Por Carmo Rodeia
Este fim de semana mais um jornalista foi vilmente assassinado. É o sexto jornalista assassinado no México este ano.
Ser jornalista no México mais do que uma profissão parece ser uma condenação à morte.
Javier Valdez Cardenas de 50 anos de idade, foi abatido em plena rua, no estado de Sinaloa, bastião do cartel de Joaquin “El Chapo” Guzman, atualmente detido nos EUA.
Premiado pelas suas reportagens, o colaborador da agência noticiosa France Presse (AFP), e fundador da revista Riodoce, era um dos raros jornalistas a garantir uma cobertura independente da guerra dos cartéis e das operações do exército contra os traficantes de droga.
Num dos seus últimos artigos publicados pela agência AFP, Cardenas relatava a guerra de sucessão dentro do cartel de Sinaloa.
Com 105 jornalistas assassinados desde o ano 2000, o México é o terceiro país mais mortífero para a profissão, logo após a Síria e o Afeganistão.
Um número que contrasta com as críticas à alegada impunidade dos assassinos, quando a maioria dos casos permanece ainda por elucidar.
No mês passado, o diretor do diário “Norte” informou os leitores da decisão de acabar com o jornal, um dos cinco em circulação na Ciudad Juárez.
Oscar Murguia explicava numa carta aberta que a onda de homicídios de repórteres no país tornava o trabalho de investigação e denúncia demasiado perigoso. Dizia Oscar Murguia, “nestes 27 anos remámos contra a maré, angariando ataques e castigos de indivíduos e de governos por expormos as suas más práticas e atos corruptos. Tudo na vida tem um início e um fim, um preço a pagar. Se isto é a vida, não estou preparado para que mais colaboradores nossos paguem o preço, nem que eu próprio o pague.” Na carta, o diretor editorial prometia continuar “a lutar a partir das trincheiras” e “a ser leal aos meus ideais e à minha cidade”.
O México é apenas um dos lugares onde é impossível pensar e denunciar. Infelizmente há muitos outros lugares. Aqui matam-se jornalistas porque denunciam. Noutros lugares prendem-se jornalistas porque denunciam. Noutros ainda perseguem-se jornalistas porque denunciam.
A liberdade de expressão é um dos direitos humanos fundamentais, consagrado no artigo 19º da Declaração Universal dos Direitos Humanos das nações Unidas. Acrescento-lhe, de motu próprio, a liberdade de informação.
Na obra “Da Liberdade de Pensamento e de Expressão”, John Stuart Mill defende o direito que o indivíduo tem de pensar e agir. Não preconiza a irresponsabilidade, o pensar e o agir segundo o que aprouver ao indivíduo, e sim a responsabilidade, a liberdade de saber o que pensar e o que fazer. Que cada indivíduo opte, em liberdade, por determinada maneira de pensar e agir – eis o pensamento central do autor.

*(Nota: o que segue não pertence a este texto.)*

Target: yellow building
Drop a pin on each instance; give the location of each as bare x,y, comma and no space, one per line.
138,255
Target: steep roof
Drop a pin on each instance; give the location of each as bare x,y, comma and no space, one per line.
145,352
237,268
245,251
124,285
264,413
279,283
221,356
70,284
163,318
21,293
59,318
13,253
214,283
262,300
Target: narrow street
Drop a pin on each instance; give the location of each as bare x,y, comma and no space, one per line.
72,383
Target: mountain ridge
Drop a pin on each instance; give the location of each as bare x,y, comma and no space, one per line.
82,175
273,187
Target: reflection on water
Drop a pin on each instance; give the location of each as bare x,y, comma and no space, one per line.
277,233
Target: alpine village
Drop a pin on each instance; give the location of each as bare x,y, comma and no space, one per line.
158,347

Vinícius [de Moraes] dizia que beleza é fundamental. Eu acho que liberdade é fundamental, como o é perceber que as perguntas são muito mais importantes do que as respostas. E que, no fundo, um jornalista é alguém que faz perguntas. Constantemente. E se não as fizer servirá para pouco.
Quando dava aulas na Universidade dos Açores, perguntava recorrentemente aos meus alunos de comunicação social se eram curiosos; quantas perguntas faziam por dia e eles, incrédulos, só lá mais para o meio de cada semestre percebiam o alcance da minha interpelação.
Alguém que olha o mundo e não o questiona, pode ser muitas coisas, mas não pode ser jornalista. Os que não entendem isto dificilmente gostarão de jornalistas. Mas daí até terem o direto de os matar ou de os prender vai uma distância de gigante.
Com sangue, com algemas ou com o lápis da censura os que atentam contra a liberdade de expressão não podem ficar impunes, ainda que a impunidade pareça ser de facto a sua liberdade de expressão.